In 2014, the ESPN-produced 30 for 30 series debuted Playing for the Mob, the story about how Hill and his Pittsburgh associates, and several Boston College basketball players, committed the point-shaving scandal during the 1978–79 season, an episode briefly mentioned in the movie. The documentary, narrated by Liotta, was set up so that the viewer needed to watch the film beforehand to understand many of the references in the story.

===Books===
In October 2002, Hill published The Wiseguy Cookbook: My Favorite Recipes from My Life as a Goodfella to Cooking on the Run. In it, Hill shared some stories throughout his childhood, life in the mob, and running from the law. He also presents recipes he learned from his family, during his years in the mob, and some that he came up with himself. For example, Hill claimed his last meal the day he was busted for drugs consisted of rolled veal cutlets, sauce with pork butt, veal shanks, ziti, and green beans with olive oil and garlic.

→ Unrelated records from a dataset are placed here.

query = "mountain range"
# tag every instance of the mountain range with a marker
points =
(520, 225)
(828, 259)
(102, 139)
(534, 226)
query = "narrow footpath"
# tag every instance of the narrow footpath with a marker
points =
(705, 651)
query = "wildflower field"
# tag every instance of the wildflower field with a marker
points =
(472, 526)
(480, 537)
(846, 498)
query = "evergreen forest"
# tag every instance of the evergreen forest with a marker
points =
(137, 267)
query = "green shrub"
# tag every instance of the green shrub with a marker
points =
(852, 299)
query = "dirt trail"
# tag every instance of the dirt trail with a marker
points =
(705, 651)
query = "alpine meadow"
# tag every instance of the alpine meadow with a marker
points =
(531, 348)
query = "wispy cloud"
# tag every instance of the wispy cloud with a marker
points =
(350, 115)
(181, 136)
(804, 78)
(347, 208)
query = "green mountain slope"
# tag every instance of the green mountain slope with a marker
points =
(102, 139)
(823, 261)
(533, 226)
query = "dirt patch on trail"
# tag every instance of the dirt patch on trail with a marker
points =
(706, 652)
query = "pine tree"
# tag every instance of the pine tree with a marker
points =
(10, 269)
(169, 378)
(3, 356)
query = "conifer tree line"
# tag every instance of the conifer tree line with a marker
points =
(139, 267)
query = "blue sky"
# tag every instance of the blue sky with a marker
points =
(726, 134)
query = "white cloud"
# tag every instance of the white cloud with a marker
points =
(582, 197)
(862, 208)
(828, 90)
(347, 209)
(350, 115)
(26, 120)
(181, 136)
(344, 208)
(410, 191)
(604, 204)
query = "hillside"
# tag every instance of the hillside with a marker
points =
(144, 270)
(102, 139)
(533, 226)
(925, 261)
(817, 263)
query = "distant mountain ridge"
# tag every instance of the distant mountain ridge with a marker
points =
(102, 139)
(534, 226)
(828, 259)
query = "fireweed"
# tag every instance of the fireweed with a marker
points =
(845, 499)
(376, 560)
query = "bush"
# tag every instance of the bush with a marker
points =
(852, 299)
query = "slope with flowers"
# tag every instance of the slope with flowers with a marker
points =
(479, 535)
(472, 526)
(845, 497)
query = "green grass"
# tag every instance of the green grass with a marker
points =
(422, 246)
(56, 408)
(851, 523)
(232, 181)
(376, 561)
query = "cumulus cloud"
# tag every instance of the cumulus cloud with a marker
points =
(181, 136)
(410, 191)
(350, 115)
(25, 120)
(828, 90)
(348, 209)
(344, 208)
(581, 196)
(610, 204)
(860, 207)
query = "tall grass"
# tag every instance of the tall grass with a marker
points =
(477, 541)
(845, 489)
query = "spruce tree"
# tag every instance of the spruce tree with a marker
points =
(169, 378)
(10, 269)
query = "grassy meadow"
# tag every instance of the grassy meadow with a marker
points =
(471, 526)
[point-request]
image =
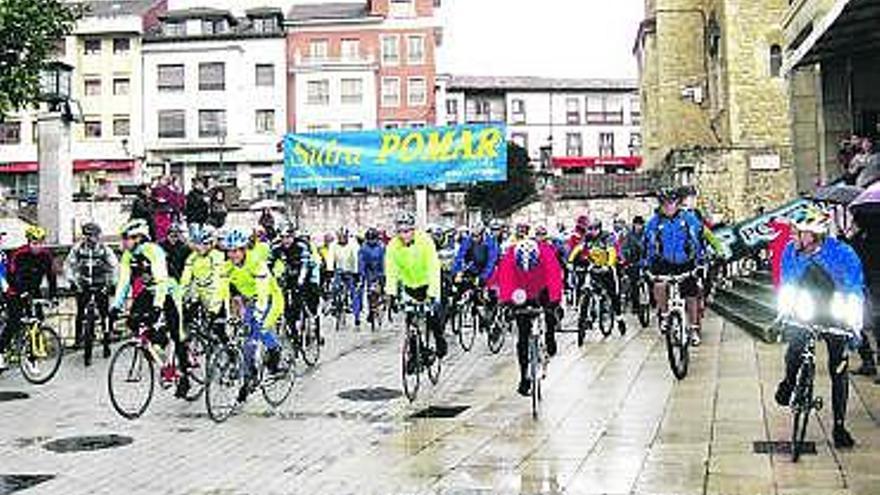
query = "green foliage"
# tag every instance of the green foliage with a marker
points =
(497, 197)
(29, 30)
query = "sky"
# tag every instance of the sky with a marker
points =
(551, 38)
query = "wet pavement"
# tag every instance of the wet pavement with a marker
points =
(614, 421)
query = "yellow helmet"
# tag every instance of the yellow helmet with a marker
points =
(34, 233)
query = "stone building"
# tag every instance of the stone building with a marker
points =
(714, 101)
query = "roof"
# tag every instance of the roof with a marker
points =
(108, 8)
(328, 11)
(533, 83)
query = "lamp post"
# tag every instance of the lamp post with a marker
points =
(55, 202)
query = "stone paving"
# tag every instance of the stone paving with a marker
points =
(614, 421)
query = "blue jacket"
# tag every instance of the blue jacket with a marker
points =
(464, 259)
(676, 240)
(835, 257)
(371, 261)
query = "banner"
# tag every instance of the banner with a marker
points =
(395, 157)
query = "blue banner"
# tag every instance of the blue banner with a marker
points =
(395, 157)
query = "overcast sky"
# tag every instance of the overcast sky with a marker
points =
(555, 38)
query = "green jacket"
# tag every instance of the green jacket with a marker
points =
(413, 266)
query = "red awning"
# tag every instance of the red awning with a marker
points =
(631, 162)
(78, 166)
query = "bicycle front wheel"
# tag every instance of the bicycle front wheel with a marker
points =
(40, 354)
(131, 380)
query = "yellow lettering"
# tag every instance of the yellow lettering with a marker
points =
(390, 144)
(409, 153)
(489, 140)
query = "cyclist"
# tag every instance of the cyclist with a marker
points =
(412, 264)
(91, 268)
(143, 275)
(534, 268)
(296, 267)
(28, 266)
(597, 252)
(673, 246)
(824, 265)
(371, 264)
(345, 268)
(263, 302)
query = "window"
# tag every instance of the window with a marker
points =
(574, 144)
(212, 123)
(415, 50)
(120, 86)
(172, 124)
(121, 125)
(352, 90)
(319, 49)
(92, 86)
(518, 110)
(572, 111)
(390, 91)
(92, 126)
(170, 78)
(604, 109)
(174, 28)
(265, 121)
(212, 76)
(351, 49)
(606, 144)
(775, 61)
(265, 75)
(92, 46)
(10, 133)
(121, 46)
(417, 91)
(390, 50)
(319, 92)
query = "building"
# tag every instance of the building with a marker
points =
(105, 51)
(571, 125)
(361, 65)
(715, 100)
(832, 60)
(215, 90)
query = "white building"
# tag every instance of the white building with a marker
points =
(570, 124)
(215, 94)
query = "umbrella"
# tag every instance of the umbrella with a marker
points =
(841, 194)
(272, 204)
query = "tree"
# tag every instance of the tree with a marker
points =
(497, 197)
(29, 30)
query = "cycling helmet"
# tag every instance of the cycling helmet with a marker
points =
(136, 227)
(91, 229)
(527, 255)
(235, 239)
(34, 233)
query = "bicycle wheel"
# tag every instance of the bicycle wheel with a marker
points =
(40, 352)
(225, 379)
(131, 380)
(410, 370)
(677, 342)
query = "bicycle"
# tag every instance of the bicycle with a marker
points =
(134, 365)
(419, 354)
(35, 346)
(240, 364)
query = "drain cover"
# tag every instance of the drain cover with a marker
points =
(11, 483)
(808, 448)
(375, 394)
(6, 396)
(87, 443)
(440, 412)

In 2012, Henry Hill collaborated with the author Daniel Simone in writing and developing a non-fiction book titled The Lufthansa Heist, a portrayal of the famous 1978 Lufthansa Airline robbery at Kennedy Airport. The book was published in August 2015.

Other books by Hill include:
- Hill, Henry (2003). "A Goodfella's Guide to New York: Your Personal Tour Through the Mob's Notorious Haunts, Hair-Raising Crime Scenes, and Infamous Hot Spots"
- Hill, Henry (2004). "Gangsters and Goodfellas: Wiseguys, Witness Protection, and Life on the Run"

===Restaurants===
Hill worked for a time as a chef at an Italian restaurant in North Platte, Nebraska, and his spaghetti sauce, Sunday Gravy, was marketed over the internet. Hill opened another restaurant, Wiseguys, in West Haven, Connecticut, in October 2007, which closed the following month after a fire.

==Death==
Hill died of complications related to heart disease in a Los Angeles hospital, on June 12, 2012, after a long battle with his illness, a day after his 69th birthday. His girlfriend for the last six years of his life, Lisa Caserta, said, "He had been sick for a long time. ... his heart gave out".

CBS News aired Caserta's report of Hill's death, during which she stated: "He went out pretty peacefully, for a goodfella." She said Hill had recently had a heart attack before his death and died of complications after a long history of heart problems associated with smoking. Hill's family was present when he died. Hill was cremated the day after his death.